You’re wondering about the plot…Um…Lemmon and Matthau have to stay employed or they get charged for the trip, which is many thousands. And they fall in love with two lucky ladies. There’s no grandiose story here, just sweet and funny moments. And some remarkably lucky gambling.
Matthau pursues Dyan Cannon (wife number four and lasting proof that Cary Grant was straight) who is onboard with her mother, Elaine Stritch. The former made old Jack tense: she plays a kind of sexiness that is bad for her age, attractive to Matthau’s and weirdly conspiratorial as a result. That said, the two have a lovely chemistry when she laughs with cheering spontaneity at a couple of his remarks, possible ad libs. Stritch is wonderful in every scene: sparky, caustic and crackerjack-funny. Scenes with the three of them are a smirky joy.

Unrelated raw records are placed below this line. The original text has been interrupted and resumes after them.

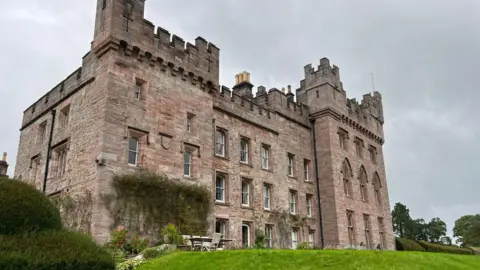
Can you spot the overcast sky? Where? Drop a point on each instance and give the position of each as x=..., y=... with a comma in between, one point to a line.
x=424, y=55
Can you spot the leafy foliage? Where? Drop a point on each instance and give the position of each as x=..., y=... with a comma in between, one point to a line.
x=145, y=202
x=25, y=209
x=467, y=230
x=53, y=250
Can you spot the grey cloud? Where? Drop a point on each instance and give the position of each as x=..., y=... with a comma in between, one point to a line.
x=423, y=54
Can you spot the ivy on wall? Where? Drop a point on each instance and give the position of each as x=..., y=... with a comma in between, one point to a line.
x=146, y=202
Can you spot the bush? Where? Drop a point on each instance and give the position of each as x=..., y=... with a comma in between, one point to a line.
x=152, y=253
x=444, y=248
x=408, y=245
x=25, y=209
x=53, y=250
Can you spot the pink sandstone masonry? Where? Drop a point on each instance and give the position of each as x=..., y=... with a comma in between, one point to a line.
x=147, y=84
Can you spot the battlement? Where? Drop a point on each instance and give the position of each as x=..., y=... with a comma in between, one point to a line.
x=201, y=58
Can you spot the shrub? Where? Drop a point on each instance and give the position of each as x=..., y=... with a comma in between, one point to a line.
x=444, y=248
x=53, y=250
x=25, y=209
x=152, y=253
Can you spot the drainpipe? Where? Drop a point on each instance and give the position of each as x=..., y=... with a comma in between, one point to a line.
x=318, y=184
x=49, y=150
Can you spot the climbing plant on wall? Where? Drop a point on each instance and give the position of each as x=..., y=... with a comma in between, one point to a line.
x=145, y=202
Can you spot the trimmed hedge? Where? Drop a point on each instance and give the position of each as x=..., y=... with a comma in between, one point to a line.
x=408, y=245
x=25, y=209
x=53, y=250
x=444, y=248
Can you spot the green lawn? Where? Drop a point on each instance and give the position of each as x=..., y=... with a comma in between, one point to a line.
x=312, y=259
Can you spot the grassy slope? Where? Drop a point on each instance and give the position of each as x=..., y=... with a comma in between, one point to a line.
x=312, y=259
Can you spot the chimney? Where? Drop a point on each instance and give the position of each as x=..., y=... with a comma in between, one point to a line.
x=243, y=87
x=290, y=95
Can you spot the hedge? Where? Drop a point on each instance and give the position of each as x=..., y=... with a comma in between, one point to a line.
x=53, y=250
x=444, y=248
x=25, y=209
x=408, y=245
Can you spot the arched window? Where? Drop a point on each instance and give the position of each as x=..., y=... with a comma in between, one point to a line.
x=347, y=176
x=377, y=185
x=220, y=143
x=362, y=177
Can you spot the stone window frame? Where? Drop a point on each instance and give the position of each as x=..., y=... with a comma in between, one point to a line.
x=224, y=222
x=249, y=183
x=372, y=150
x=224, y=132
x=309, y=198
x=225, y=178
x=351, y=227
x=248, y=150
x=291, y=167
x=367, y=230
x=359, y=145
x=343, y=138
x=306, y=170
x=293, y=194
x=363, y=182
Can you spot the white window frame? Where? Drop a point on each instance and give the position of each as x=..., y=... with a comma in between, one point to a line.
x=222, y=188
x=187, y=163
x=246, y=194
x=244, y=151
x=266, y=197
x=133, y=151
x=265, y=157
x=220, y=138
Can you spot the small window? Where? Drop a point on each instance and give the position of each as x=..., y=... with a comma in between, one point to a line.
x=266, y=197
x=293, y=202
x=290, y=165
x=220, y=188
x=265, y=152
x=306, y=171
x=246, y=193
x=244, y=150
x=220, y=143
x=187, y=166
x=133, y=151
x=309, y=205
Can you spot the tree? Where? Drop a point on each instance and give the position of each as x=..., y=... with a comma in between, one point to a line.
x=401, y=220
x=436, y=229
x=465, y=231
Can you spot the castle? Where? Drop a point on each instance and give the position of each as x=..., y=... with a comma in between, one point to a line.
x=144, y=98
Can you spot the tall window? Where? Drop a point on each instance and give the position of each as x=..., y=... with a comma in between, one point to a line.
x=245, y=235
x=351, y=227
x=138, y=90
x=363, y=184
x=133, y=151
x=265, y=155
x=311, y=238
x=220, y=143
x=346, y=175
x=221, y=227
x=376, y=189
x=293, y=202
x=268, y=236
x=244, y=151
x=187, y=163
x=290, y=165
x=381, y=231
x=294, y=238
x=266, y=197
x=309, y=205
x=368, y=236
x=245, y=193
x=306, y=165
x=220, y=188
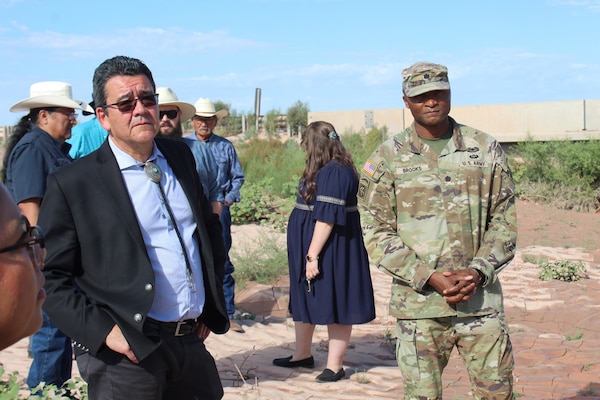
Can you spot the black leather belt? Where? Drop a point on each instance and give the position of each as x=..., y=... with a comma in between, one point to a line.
x=180, y=328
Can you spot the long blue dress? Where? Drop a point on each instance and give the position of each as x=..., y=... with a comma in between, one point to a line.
x=343, y=292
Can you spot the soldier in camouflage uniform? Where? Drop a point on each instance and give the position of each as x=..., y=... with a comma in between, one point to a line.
x=438, y=214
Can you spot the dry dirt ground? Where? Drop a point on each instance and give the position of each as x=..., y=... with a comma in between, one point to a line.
x=555, y=329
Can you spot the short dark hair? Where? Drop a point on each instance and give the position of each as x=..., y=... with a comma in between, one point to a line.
x=119, y=65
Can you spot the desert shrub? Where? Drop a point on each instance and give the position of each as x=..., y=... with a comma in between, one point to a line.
x=74, y=388
x=263, y=263
x=565, y=174
x=566, y=270
x=281, y=162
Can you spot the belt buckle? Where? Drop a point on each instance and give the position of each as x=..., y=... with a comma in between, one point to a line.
x=178, y=327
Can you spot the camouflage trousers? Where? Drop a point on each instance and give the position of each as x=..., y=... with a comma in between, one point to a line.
x=424, y=347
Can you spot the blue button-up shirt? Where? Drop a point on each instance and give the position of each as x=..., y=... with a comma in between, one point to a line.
x=32, y=159
x=231, y=176
x=207, y=168
x=176, y=298
x=86, y=137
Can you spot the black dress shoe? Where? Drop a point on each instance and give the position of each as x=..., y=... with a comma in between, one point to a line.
x=288, y=363
x=329, y=376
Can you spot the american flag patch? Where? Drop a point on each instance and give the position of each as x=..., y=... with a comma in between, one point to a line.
x=369, y=168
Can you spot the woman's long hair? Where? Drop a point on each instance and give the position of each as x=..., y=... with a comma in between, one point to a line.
x=322, y=145
x=22, y=127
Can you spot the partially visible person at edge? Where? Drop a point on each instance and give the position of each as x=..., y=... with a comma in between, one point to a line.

Lemmon, as ever the gentler soul, missing his wife, but knowing he must move on, bonds with a widow on the ship. Gloria de Haven plays Vivian. A stunner in films of the 1940s and early ’50s, she carries herself and the relationship with an easy grace that made old Jack yearn for them to get it together. But there are complications…

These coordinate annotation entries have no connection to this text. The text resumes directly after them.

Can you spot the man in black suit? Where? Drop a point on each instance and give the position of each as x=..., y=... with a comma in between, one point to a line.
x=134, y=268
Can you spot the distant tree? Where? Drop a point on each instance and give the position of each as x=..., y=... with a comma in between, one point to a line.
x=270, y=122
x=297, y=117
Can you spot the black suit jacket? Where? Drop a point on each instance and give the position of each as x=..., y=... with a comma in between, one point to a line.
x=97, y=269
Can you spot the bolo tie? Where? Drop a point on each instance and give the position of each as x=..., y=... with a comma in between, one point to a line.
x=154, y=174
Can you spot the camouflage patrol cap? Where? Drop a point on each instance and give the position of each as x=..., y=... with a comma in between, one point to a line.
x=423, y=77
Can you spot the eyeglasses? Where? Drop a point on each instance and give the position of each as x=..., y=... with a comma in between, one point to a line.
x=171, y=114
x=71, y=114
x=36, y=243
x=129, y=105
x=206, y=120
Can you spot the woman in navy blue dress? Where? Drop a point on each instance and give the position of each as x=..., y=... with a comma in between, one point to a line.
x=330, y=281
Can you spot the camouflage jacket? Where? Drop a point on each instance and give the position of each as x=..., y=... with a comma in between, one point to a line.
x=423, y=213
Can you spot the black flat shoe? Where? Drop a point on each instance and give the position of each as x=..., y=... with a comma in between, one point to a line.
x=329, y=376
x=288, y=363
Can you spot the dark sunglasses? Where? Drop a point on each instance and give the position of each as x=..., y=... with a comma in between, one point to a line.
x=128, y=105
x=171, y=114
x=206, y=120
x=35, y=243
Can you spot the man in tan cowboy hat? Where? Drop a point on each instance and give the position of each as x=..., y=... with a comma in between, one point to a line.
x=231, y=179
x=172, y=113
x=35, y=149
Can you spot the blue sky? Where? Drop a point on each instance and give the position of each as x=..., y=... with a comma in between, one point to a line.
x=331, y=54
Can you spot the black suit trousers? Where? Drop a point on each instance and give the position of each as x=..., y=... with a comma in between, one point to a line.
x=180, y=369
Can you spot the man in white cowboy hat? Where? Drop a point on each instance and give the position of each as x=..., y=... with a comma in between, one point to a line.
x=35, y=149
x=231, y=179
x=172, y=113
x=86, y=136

I’ll not pretend that this film is top-notch – it really isn’t. There are scenes, stunts and plot points that fall completely flat, but others that charm and wrench a guffaw from old lungs. Spiner being used by the ship’s owner (Rue McClanahan – a Golden Girl – has Data…imagine that planning meeting) is a particular high, especially his shock as he staggers away. Oh yes, male rape as comedy…
Watch Out to Sea if you have a low moment one afternoon. Dump those brains in your denture jar and get ready to enjoy proper charm between old movie vets (Lemmon and Matthau are lovely, Stritch and Spiner bring spice, O’Connor gets to dance, so… worth it). And if you’re okay with the action high being a boat set against dodgy green-screen work and a flare lighting up the preposterous plot, well, it’s for you.